An example JSON Graph connecting nodes A to B looks like the following:

{
    "graph": {
        "nodes": [
            {
                "id": "A",
            },
            {
                "id": "B",
            }
        ],
        "edges": [
            {
                "source": "A",
                "target": "B"
            }
        ]
    }
}

Node and Edge attributes can be represented inside definitions through the use of a metadata object

{
    "graph": {
        "nodes": [
            {
                "id": "A",
                "metadata": 
                {
                   "A Node Attribute": "Some Value",
                   "Another Node Attribute": "Some other Value"
                },
            },
            {
                "id": "B",
            }
        ],
        "edges": [
            {
                "source": "A",
                "target": "B"
            }
        ]
    }
}

Ensure that all values are surrounded in quotes in order to be JSON Graph compliant.

GraphML (.graphml)

Graphia supports the loading of GraphML files, an XML-style graph file format.

The following is a simple example of GraphML with two nodes and edges:

<graphml>
    <graph id="G" edgedefault="directed">
        <node id="n0"/>
        <node id="n1"/>
        <edge source="n0" target="n2"/>
        <edge source="n1" target="n2"/>
    </graph>
</graphml>

To set a node name use the desc tag, this is the preferred way in Graphia Enterprise and follows the GraphML specification.

<graphml>
    <graph id="G" edgedefault="directed">
        <node id="n0">
             <desc>Node One</desc>
        </node>
        <node id="n1">
             <desc>Node Two</desc>
        </node>
        <edge source="n0" target="n2"/>
        <edge source="n1" target="n2"/>
    </graph>
</graphml>

In order to add additional node and edge attributes to a GraphML file, they have be declared as a key first.
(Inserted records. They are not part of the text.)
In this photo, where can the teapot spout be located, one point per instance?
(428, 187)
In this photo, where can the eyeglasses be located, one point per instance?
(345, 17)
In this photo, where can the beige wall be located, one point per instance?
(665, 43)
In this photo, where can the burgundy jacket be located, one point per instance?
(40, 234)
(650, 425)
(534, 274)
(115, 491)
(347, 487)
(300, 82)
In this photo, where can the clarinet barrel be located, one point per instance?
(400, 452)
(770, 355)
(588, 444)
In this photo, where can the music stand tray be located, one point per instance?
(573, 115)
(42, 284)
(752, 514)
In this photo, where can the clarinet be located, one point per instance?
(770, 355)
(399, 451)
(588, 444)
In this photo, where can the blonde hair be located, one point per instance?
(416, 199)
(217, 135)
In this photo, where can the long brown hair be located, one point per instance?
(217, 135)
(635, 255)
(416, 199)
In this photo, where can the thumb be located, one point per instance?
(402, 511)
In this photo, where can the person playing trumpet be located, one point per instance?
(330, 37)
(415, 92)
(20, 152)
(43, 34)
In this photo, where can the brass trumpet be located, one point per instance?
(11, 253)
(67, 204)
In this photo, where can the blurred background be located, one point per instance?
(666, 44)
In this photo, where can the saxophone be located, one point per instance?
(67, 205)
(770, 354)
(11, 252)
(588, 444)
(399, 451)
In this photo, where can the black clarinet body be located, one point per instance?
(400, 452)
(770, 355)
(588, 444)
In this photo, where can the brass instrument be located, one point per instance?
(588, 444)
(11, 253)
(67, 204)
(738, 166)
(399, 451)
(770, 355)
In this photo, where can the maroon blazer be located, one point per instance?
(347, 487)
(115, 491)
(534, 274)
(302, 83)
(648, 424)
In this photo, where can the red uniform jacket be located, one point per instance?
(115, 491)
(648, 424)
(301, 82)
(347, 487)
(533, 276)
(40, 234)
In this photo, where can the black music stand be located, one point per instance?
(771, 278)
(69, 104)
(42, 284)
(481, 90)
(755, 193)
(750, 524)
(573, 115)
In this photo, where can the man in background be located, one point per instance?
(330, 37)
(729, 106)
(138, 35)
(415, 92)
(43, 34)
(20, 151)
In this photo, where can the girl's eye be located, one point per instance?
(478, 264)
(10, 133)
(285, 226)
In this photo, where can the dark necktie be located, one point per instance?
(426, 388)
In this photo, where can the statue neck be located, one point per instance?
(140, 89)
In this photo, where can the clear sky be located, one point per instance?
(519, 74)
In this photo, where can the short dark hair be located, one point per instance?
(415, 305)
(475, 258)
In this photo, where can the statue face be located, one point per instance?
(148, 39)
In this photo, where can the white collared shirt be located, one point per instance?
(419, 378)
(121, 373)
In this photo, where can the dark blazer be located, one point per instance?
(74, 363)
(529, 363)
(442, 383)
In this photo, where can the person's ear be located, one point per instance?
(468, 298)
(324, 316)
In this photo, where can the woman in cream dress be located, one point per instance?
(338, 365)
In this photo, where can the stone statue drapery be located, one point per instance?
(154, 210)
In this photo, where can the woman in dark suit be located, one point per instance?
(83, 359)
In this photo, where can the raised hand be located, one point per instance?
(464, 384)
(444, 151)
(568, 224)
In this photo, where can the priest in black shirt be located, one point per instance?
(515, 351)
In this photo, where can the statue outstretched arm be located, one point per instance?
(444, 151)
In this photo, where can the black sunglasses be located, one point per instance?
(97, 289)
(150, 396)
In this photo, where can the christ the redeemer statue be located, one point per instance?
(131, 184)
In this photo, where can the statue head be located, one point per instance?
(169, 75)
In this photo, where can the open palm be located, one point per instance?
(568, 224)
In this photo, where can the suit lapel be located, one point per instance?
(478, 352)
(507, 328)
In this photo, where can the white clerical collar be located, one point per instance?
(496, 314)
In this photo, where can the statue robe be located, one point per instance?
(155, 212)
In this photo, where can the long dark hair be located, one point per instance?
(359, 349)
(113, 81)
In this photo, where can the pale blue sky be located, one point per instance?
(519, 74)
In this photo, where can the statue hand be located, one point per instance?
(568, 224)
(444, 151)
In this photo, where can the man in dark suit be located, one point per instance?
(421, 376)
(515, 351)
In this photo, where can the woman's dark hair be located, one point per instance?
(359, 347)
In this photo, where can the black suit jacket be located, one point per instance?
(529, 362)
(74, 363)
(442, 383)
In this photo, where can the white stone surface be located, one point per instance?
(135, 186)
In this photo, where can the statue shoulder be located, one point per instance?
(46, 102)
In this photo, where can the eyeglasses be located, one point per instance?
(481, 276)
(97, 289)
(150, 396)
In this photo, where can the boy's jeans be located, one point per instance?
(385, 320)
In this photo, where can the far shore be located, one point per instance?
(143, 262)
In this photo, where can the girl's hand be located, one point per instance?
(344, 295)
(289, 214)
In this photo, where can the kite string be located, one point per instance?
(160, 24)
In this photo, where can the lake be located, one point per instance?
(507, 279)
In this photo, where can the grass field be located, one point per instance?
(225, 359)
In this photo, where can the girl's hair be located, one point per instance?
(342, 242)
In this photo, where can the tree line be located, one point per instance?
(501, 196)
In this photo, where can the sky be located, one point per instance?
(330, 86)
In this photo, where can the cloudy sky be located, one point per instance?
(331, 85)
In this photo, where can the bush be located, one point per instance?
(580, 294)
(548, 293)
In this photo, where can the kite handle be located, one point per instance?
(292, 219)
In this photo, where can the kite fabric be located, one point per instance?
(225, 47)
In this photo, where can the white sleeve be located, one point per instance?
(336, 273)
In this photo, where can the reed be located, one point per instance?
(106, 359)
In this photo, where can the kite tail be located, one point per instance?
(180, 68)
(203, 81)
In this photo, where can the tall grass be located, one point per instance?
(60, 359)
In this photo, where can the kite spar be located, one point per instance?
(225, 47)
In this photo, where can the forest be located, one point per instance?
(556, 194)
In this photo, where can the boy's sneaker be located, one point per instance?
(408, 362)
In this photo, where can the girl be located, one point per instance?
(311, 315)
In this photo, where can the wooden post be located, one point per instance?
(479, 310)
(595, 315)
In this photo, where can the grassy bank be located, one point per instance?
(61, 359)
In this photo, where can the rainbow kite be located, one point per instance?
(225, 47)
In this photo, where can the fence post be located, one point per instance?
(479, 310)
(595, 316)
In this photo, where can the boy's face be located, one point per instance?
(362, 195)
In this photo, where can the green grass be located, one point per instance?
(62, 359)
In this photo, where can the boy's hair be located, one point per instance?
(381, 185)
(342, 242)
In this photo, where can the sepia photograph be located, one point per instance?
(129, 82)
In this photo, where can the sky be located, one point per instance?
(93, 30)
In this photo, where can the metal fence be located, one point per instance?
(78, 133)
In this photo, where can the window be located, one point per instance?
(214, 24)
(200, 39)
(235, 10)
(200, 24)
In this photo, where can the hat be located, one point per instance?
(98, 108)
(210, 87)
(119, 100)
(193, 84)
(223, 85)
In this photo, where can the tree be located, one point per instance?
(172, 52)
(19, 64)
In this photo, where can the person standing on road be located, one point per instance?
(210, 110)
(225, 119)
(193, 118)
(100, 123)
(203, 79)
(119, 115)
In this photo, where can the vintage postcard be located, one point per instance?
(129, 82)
Once the key is declared you can set the value for the edge using a data tag and the relevant id.

<graphml>
    <graph id="G" edgedefault="directed">
        <key id="d0" attr.name="Attribute Name" attr.type="string" for="node"/>
        <node id="n0">
            <data key="d0">Some attribute value</data>
        </node>
        <node id="n1">
            <data key="d0">Some other attribute value</data>
        </node>
        <edge source="n0" target="n2"/>
        <edge source="n1" target="n2"/>
    </graph>
</graphml>

Graph Modelling Language (.gml)

Graphia can load GML files, a hierarchical text format similar to a simplified JSON.

Here is a simple example of a GML file, where two nodes are connected via an edge.

graph
[
    node
    [
        id 0
        label "Node One"
    ]
    node
    [
        id 1
        label "Node Two"
    ]
    edge
    [
        source 0
        target 1
    ]
]

Additional attributes can be added as key-value pairs. The key name must be alphanumeric and contain no spaces or punctuation. Keys must begin with an non-number character. String values should be escaped with double quotes. Strings that contain special characters should be HTML encoded

graph
[
    node
    [
        id 0
        label "Invalid"
        // 1_invalid_key is invalid due to punctuation and numeric first character!
        1_invalid_key "Some Value" 
    ]
    node
    [
        id 1
        label "Node Two"
        validKey "Some Value" // This key is correct
    ]
]

More information on GML can be found here.

MATLAB Data file (.mat)

Graphia supports loading of 2D adjacency matrix/array variables exported from MATLAB.